For vector introduction into host cells, known methods such as a method of incorporating into Escherichia coli (competent cells) in the presence of calcium using an aqueous calcium chloride solution, an electric pulse perforation method, a lipofection method, a microinjection method, and the like are known. It can be done in a way.

Further, as a method for expressing the DNA of the present invention in a plant, the vector of the present invention is introduced into a living body by, for example, a particle gun method, an electroporation method, an Agrobacterium method, a liposome method, a cationic liposome method, or the like. The method of introduction can be mentioned. General genetic manipulations such as insertion of the DNA of the present invention into a vector can be performed according to a conventional method. The administration into the plant body may be an ex vivo method or an in vivo method.

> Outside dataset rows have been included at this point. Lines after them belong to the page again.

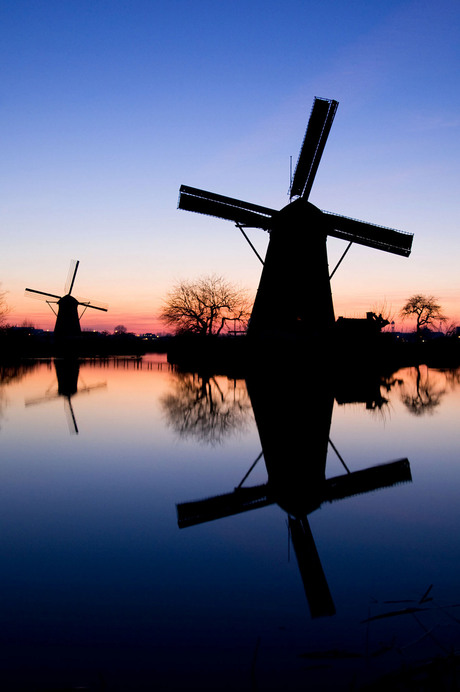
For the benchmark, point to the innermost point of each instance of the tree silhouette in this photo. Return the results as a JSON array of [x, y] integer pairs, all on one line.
[[425, 309], [206, 306]]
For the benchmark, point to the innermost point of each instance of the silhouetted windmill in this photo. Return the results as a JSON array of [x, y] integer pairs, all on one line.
[[295, 272], [67, 317]]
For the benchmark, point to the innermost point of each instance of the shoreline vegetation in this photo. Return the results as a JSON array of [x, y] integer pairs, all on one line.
[[231, 353]]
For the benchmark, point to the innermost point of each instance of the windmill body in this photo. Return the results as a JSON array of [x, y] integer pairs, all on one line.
[[67, 318], [296, 275]]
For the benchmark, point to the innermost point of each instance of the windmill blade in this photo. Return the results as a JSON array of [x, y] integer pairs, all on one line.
[[370, 235], [71, 277], [240, 500], [318, 128], [42, 293], [244, 213], [96, 305], [367, 480]]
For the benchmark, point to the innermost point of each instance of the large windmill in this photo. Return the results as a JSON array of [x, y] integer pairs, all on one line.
[[295, 275], [67, 316]]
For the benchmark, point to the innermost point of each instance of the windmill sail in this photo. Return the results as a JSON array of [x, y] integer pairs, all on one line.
[[245, 213], [371, 235], [318, 129]]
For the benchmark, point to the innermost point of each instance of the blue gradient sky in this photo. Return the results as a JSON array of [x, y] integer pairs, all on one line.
[[107, 106]]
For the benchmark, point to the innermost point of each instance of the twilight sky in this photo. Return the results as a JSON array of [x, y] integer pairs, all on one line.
[[107, 106]]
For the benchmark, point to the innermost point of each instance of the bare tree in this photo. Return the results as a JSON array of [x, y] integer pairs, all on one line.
[[206, 306], [4, 308], [384, 311], [425, 309]]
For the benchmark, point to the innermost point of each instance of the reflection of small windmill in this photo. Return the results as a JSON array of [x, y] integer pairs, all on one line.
[[296, 264], [295, 448], [67, 317], [67, 372]]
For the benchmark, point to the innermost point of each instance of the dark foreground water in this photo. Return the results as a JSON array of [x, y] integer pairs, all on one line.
[[303, 575]]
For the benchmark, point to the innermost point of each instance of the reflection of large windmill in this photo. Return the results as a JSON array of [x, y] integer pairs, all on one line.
[[67, 373], [296, 264], [295, 446], [67, 317]]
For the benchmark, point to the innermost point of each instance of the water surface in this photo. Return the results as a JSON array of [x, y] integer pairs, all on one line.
[[102, 589]]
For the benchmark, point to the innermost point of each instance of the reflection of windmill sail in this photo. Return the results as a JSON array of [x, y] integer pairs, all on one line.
[[67, 373], [67, 318], [295, 449], [332, 489], [296, 263]]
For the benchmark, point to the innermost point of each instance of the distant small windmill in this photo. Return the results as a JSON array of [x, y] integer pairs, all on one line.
[[295, 276], [67, 317]]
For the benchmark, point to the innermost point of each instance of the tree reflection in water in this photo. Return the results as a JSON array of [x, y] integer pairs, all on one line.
[[207, 408], [422, 394]]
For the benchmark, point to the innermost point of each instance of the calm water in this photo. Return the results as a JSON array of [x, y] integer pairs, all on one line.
[[282, 586]]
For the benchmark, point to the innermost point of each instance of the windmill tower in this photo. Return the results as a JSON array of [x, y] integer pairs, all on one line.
[[295, 272], [67, 316]]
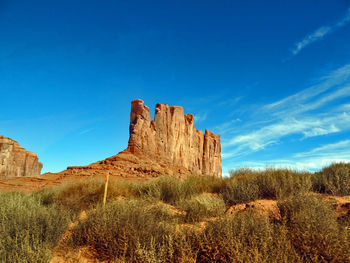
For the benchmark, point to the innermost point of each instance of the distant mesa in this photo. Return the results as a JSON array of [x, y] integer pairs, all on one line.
[[167, 145], [15, 161]]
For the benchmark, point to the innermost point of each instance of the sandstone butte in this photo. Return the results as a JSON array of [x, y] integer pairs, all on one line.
[[15, 161], [167, 145]]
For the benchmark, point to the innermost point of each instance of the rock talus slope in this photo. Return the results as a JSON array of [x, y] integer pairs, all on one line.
[[15, 161], [167, 145]]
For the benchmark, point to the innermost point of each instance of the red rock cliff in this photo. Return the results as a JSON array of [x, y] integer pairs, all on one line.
[[16, 161], [173, 138], [167, 145]]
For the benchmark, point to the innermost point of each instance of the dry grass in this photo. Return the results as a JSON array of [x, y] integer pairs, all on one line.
[[144, 221]]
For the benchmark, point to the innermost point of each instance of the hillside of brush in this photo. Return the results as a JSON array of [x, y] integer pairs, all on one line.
[[275, 215]]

The transformed plant of the present invention is the one into which the DNA of the present invention has been introduced, and the plant is transformed by expressing the base sequence of the introduced TAG lipase using the DNA of the present invention. ..
The transformed plant is produced by introducing the DNA of the present invention into a plant cell using a method such as the vector of the present invention or the CRISPR-Cas9 system, and regenerating the transformed plant cell obtained thereby. It is said. The period required for this transformation is extremely short as compared with the conventional introgression by crossing. It is also advantageous in that it does not involve changes in other traits.
As a specific example of the transformation method, for example, the CRISPR-Cas9 system can be mentioned. The CRISPR-Cas9 system breaks up the DNA of the virus invaded by the CRISPR (Clustered Regularly Interspaced Short Palindromic Repeats) system of the bacterium, and incorporates and stores the fragment having a specific base sequence into the genome of the bacterium itself. When the virus re-enters, the RNA transcribed from the stored DNA collates and finds the virus DNA, and the RNA-guided enzyme (Cas protein) uses a mechanism to cleave the virus DNA.
Further, the plant cells used for the transformed plant are not particularly limited. Specific examples thereof include Arabidopsis thaliana, but any of them may be used as long as it can express the DNA of the present invention without particular limitation.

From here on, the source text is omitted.